Splashed across the headlines is the news today that British Gas will increase electricity prices by 12.5% from the 15th September, which consumer experts fear could instigate a new spate of price rises from rival suppliers this coming winter. The gas prices remain unchanged, meaning the average dual fuel bill will rise by 7.3% – a cost of £76 that brings the average annual total to £1,120.
Owners of British Gas, Centrica, said that the rise in electricity prices was due to transmission and distribution costs and the cost of government policy but the government disagrees.
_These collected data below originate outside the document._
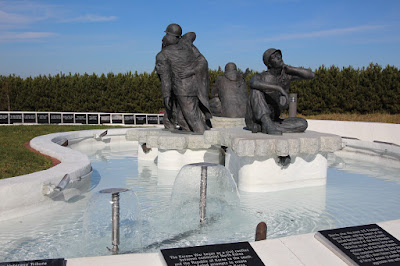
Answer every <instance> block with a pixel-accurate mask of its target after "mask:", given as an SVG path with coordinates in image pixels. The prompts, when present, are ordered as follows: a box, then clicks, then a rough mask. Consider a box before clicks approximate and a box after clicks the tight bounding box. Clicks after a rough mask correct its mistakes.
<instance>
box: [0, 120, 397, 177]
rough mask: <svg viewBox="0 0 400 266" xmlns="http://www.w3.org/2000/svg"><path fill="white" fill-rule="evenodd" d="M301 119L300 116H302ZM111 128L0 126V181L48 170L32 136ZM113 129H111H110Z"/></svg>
mask: <svg viewBox="0 0 400 266" xmlns="http://www.w3.org/2000/svg"><path fill="white" fill-rule="evenodd" d="M302 117H304V116H302ZM304 118H306V119H320V120H339V121H364V122H381V123H396V124H400V114H397V115H389V114H367V115H357V114H326V115H325V114H324V115H315V116H306V117H304ZM106 128H113V126H100V125H99V126H92V125H79V126H78V125H76V126H74V125H68V126H64V125H33V126H24V125H16V126H0V179H1V178H7V177H13V176H18V175H24V174H29V173H33V172H36V171H41V170H45V169H48V168H50V167H51V166H52V162H51V160H50V159H48V158H45V157H43V156H41V155H38V154H35V153H33V152H31V151H29V150H28V149H27V148H25V146H24V143H26V142H28V141H30V140H31V139H33V138H34V137H37V136H40V135H46V134H50V133H55V132H65V131H75V130H87V129H106ZM114 128H115V126H114Z"/></svg>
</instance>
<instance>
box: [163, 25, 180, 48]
mask: <svg viewBox="0 0 400 266" xmlns="http://www.w3.org/2000/svg"><path fill="white" fill-rule="evenodd" d="M164 32H165V33H166V34H165V36H164V38H163V39H162V48H164V47H167V46H168V45H171V44H177V43H178V42H179V39H180V38H181V35H182V28H181V26H179V25H178V24H175V23H173V24H169V25H168V27H167V29H166V30H165V31H164Z"/></svg>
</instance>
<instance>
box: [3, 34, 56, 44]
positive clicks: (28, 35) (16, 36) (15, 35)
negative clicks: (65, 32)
mask: <svg viewBox="0 0 400 266" xmlns="http://www.w3.org/2000/svg"><path fill="white" fill-rule="evenodd" d="M55 35H57V34H55V33H53V32H5V33H0V41H2V42H4V41H32V40H38V39H43V38H48V37H51V36H55Z"/></svg>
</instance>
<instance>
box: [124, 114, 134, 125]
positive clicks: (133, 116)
mask: <svg viewBox="0 0 400 266" xmlns="http://www.w3.org/2000/svg"><path fill="white" fill-rule="evenodd" d="M124 124H125V125H133V124H135V118H134V116H133V115H124Z"/></svg>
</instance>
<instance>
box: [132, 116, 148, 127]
mask: <svg viewBox="0 0 400 266" xmlns="http://www.w3.org/2000/svg"><path fill="white" fill-rule="evenodd" d="M135 119H136V125H144V124H146V115H135Z"/></svg>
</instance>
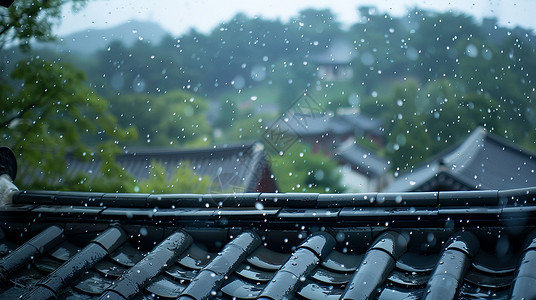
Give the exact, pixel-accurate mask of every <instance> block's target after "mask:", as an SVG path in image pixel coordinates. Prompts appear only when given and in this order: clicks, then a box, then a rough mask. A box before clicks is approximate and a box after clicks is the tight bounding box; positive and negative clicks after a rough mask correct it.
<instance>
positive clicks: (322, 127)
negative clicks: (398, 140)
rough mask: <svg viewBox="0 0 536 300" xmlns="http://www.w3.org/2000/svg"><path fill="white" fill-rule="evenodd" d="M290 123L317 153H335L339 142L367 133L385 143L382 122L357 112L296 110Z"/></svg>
mask: <svg viewBox="0 0 536 300" xmlns="http://www.w3.org/2000/svg"><path fill="white" fill-rule="evenodd" d="M288 126H289V127H290V128H292V130H293V131H294V133H295V134H296V135H297V136H298V137H299V138H300V140H301V141H302V142H304V143H306V144H309V145H311V147H312V149H313V152H315V153H318V152H321V153H324V154H327V155H328V154H334V152H335V150H336V149H337V147H339V145H340V144H342V143H343V142H344V141H346V140H347V139H349V138H355V137H366V138H367V139H370V140H372V141H373V142H375V143H376V144H378V145H379V146H381V145H382V144H383V142H382V139H383V135H382V132H381V122H380V121H379V120H376V119H374V118H372V117H368V116H365V115H361V114H358V113H352V114H337V115H333V114H327V113H326V114H295V115H293V117H292V118H289V120H288Z"/></svg>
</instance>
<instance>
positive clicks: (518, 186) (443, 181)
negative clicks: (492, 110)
mask: <svg viewBox="0 0 536 300" xmlns="http://www.w3.org/2000/svg"><path fill="white" fill-rule="evenodd" d="M535 170H536V154H533V153H529V152H527V151H525V150H523V149H520V148H519V147H517V146H515V145H514V144H512V143H510V142H508V141H506V140H503V139H502V138H499V137H498V136H496V135H494V134H492V133H489V132H487V131H486V130H485V129H484V128H481V127H480V128H477V129H476V130H475V131H474V132H473V133H471V134H470V135H469V136H468V137H467V139H465V140H464V141H463V142H462V143H461V144H460V145H458V146H456V148H454V149H451V150H448V151H446V152H445V153H442V154H440V155H438V156H437V157H435V158H434V159H432V160H431V161H428V162H425V163H423V164H422V166H420V167H417V168H415V169H414V170H412V171H411V172H410V173H407V174H402V175H401V176H399V178H398V179H397V180H395V181H394V182H393V183H392V184H391V185H390V186H388V187H387V188H386V189H385V192H394V191H434V190H475V189H481V190H484V189H513V188H523V187H528V186H533V185H534V184H535V183H536V171H535Z"/></svg>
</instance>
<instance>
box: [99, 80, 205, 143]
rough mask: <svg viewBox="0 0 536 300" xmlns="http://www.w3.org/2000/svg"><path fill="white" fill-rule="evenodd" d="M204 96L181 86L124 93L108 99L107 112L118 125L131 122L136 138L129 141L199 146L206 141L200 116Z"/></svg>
mask: <svg viewBox="0 0 536 300" xmlns="http://www.w3.org/2000/svg"><path fill="white" fill-rule="evenodd" d="M207 109H208V104H207V103H206V100H204V99H203V98H201V97H199V96H195V95H192V94H190V93H188V92H185V91H183V90H173V91H169V92H167V93H165V94H160V95H152V94H128V95H123V96H120V97H117V98H114V99H113V101H111V107H110V109H109V112H111V113H112V114H113V115H114V116H116V117H117V119H118V124H119V125H121V126H135V127H136V128H137V129H138V132H139V136H140V139H139V140H137V141H133V142H131V143H130V144H131V145H152V146H166V145H177V144H178V145H181V146H202V145H205V146H206V145H208V144H210V134H211V133H210V126H209V124H208V122H207V120H206V118H204V117H203V116H204V114H205V112H206V110H207Z"/></svg>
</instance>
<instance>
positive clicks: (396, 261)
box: [0, 188, 536, 300]
mask: <svg viewBox="0 0 536 300" xmlns="http://www.w3.org/2000/svg"><path fill="white" fill-rule="evenodd" d="M442 193H443V192H439V193H400V194H397V193H393V194H384V193H373V194H344V195H318V194H303V195H301V194H297V193H293V194H260V193H255V194H239V195H238V194H237V195H234V196H232V198H229V197H230V196H229V195H223V196H220V195H159V196H155V195H143V196H141V197H133V198H132V199H133V200H135V201H133V202H132V203H134V204H132V203H130V204H129V205H122V203H124V202H125V201H127V202H128V200H129V197H130V196H129V194H117V195H115V196H109V197H108V196H107V197H108V198H107V199H112V200H113V201H112V200H107V201H108V202H107V205H103V206H101V203H100V202H99V201H95V200H93V199H97V198H98V199H102V197H103V195H104V194H98V193H74V194H73V193H72V192H69V193H68V194H63V193H62V192H50V193H44V192H37V193H34V192H31V191H26V192H20V194H19V195H18V196H17V197H15V199H14V201H15V203H14V204H13V205H8V206H5V207H3V208H2V210H1V214H2V216H7V217H6V218H5V219H2V221H0V268H4V269H5V270H7V269H9V270H10V271H9V272H3V271H2V272H0V274H8V275H6V276H5V280H4V283H3V285H0V298H6V299H9V297H11V298H13V297H19V296H23V299H37V298H41V297H45V298H46V297H48V296H50V297H58V298H59V299H66V298H69V297H76V298H81V299H91V298H92V297H93V298H103V299H127V298H134V299H151V298H158V297H159V298H179V299H189V300H191V299H272V300H273V299H280V298H285V297H287V298H300V299H319V298H321V299H325V298H327V299H331V298H333V299H340V298H352V299H353V298H360V297H363V298H366V297H369V298H370V297H373V298H377V299H393V298H396V299H398V298H404V297H408V298H409V299H419V298H421V297H424V298H426V299H435V298H436V297H437V295H441V296H446V297H447V298H450V299H456V298H491V299H507V298H513V299H518V298H519V299H521V298H523V297H524V298H526V299H530V298H531V297H533V296H535V295H536V293H535V292H534V287H535V286H536V284H535V280H536V279H535V278H536V273H535V272H534V270H535V269H536V265H535V264H536V254H535V253H536V238H535V236H536V235H535V234H533V233H532V232H534V230H535V229H536V228H535V227H536V226H535V225H534V224H536V213H535V212H536V202H535V201H532V200H533V199H534V197H536V189H534V188H527V189H521V190H510V191H483V192H461V193H444V194H442ZM50 195H52V198H50ZM34 196H35V197H34ZM71 196H72V200H71V201H72V203H69V200H68V199H69V197H71ZM99 197H100V198H99ZM242 197H243V200H244V201H241V199H242ZM40 199H44V200H43V201H44V203H40V202H39V201H41V200H40ZM50 199H52V200H55V199H62V200H61V201H62V202H61V203H60V204H54V201H51V200H50ZM199 199H201V200H199ZM229 199H232V200H229ZM183 200H184V201H183ZM301 200H303V202H300V201H301ZM338 200H340V202H337V201H338ZM204 201H208V202H207V203H208V206H209V207H208V208H207V207H206V205H205V202H204ZM427 201H428V202H427ZM154 203H158V208H155V207H153V206H152V205H153V204H154ZM258 203H261V204H262V205H259V204H258ZM74 204H76V205H74ZM85 204H87V206H85ZM71 205H73V206H74V207H75V209H74V210H73V211H69V209H68V208H69V207H70V206H71ZM21 206H27V207H26V208H25V209H26V210H25V213H22V211H21ZM173 207H174V208H173ZM23 210H24V209H23ZM39 214H40V215H39ZM17 249H20V250H17Z"/></svg>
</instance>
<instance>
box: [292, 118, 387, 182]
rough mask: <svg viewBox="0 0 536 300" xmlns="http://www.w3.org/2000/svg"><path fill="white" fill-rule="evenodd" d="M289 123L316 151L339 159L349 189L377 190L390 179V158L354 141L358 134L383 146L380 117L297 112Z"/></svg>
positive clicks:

Commenting on the price increase, a spokesperson from BEIS (Department for Business, Energy and Industrial Strategy) said “Energy firms should treat all their customers fairly and we’re concerned this price rise will hit many people already on poor-value tariffs. Government policy costs make up a relatively small proportion of household energy bills. Wholesale prices are the bigger portion of household bills and are coming down.”
Centrica chief executive Iain Conn reported to the BBC “we have seen our wholesale costs fall by about £36 on the typical bill since the beginning of 2014 and that is not the driver. It is transmission and distribution of electricity to the home and government policy costs that are driving our price increase.”
Non-commodity charges – what are they and how can they be reduced?
Non-commodity charges, also known as pass through charges, include upgrades to the grid and government policies such as Contracts for Difference, Capacity Market, TNUoS (Transmission Network Use of System – triad), DUoS (distribution charges), Climate Change Levy (CCL) and the Renewables Obligation. These policies and regulations are becoming increasingly essential as we move towards a low-carbon and increasingly decentralised grid supply.
Centrica isn’t the first supplier to highlight the impact of rising pass through charges on electricity prices. Four years ago NPower estimated that policy and regulation costs will increase by 78% between 2013 and 2020. They also estimate that the cost of updating the UK’s infrastructure to accommodate low carbon and distributed generation technologies will add £114 to the domestic bill by 2020.
Businesses that consume large amounts of energy paid via a half hourly meter can use a variety of techniques to minimise the impact of these pass through charges. These include demand side response (reducing power consumption during expensive peak times), energy storage and energy generation.
At present, the best a small business owner or homeowner can do is to switch suppliers, reduce overall consumption where possible and generate energy on site but this looks set to change. Last week, Ofgem published a report called Upgrading Our Energy System – Smart Systems and Flexibility Plan. The plan addresses a range of issues with the current network and associated policies, including smart meters and the participation of public sector consumers in Demand Side Response.
Introduction of smart tariffs
Ofgem will decide on the case for mandatory half-hourly settlement (HHS) for all consumers and will help to remove barriers to suppliers offering smart tariffs through the provision of smart meters and removal of the four-tariff cap.
On energy generation and storage, the plan aims for future policy on small-scale low-carbon generation to ‘ensure the system and consumer benefits of storing electricity for self-consumption and export to the grid at peak times are realised.’
It may not be long before households and businesses alike can take control of their energy. Smart metering, variable half-hourly energy rates and policies should ensure they get the most from on-site low-carbon generation and energy storage.